You have a new and well sealing rota, you have a cold finger chiller, and you have an awesome flask for food stuff. Only thing I don´t know is how good a pump you have, but maybe the following is worth a try:

Take some clarified juice, lime, rasberry whatever. Put like 4-5 ounce into your flask.

Make a dry ice bath (a bowl large enough to put you flask in, filled with chips of dry ice and some booze.)

Rotate by hand your flask in said bath till you have a even thin layer of frozen juice on the inside. (as cold as possible, take your time.)

Put the flask on the rotavap, wrap it with aluminum foil, a layer of insulation (paper towels) and a second layer of aluminum (leave some place to peek inside….)

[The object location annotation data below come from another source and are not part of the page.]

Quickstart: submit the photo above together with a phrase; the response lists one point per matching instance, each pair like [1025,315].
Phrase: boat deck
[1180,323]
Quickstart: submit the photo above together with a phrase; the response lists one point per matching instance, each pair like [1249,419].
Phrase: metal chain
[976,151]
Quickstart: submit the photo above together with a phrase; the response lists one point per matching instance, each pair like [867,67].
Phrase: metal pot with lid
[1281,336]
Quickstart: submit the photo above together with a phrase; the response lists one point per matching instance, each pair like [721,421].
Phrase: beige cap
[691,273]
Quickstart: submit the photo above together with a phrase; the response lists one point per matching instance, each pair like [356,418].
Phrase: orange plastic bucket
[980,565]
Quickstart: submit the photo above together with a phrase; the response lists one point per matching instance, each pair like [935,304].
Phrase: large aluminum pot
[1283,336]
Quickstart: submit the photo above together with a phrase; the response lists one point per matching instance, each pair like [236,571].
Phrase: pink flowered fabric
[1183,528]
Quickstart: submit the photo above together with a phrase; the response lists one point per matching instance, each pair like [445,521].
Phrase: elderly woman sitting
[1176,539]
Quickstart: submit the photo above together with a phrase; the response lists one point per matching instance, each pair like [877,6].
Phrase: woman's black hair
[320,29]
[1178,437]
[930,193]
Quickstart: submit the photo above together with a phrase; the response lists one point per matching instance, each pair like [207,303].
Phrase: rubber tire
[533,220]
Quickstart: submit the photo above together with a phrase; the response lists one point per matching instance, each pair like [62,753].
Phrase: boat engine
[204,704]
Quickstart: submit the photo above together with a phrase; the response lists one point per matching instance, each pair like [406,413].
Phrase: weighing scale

Pull as much vakuum as you can with coldfinger full of LN, as small a collection flask as you have (nothing will go in there anyways), no rotation and of course no waterbath.

See if the chilling by sublimation of the ice is sufficient to keep it frozen as you freeze dry.

Will take several hours….

Good luck!

If you succed you will get a layer of very light fluffy foam tasting like rasberry juice.

Put this as decoration on a nice desert and enjoy!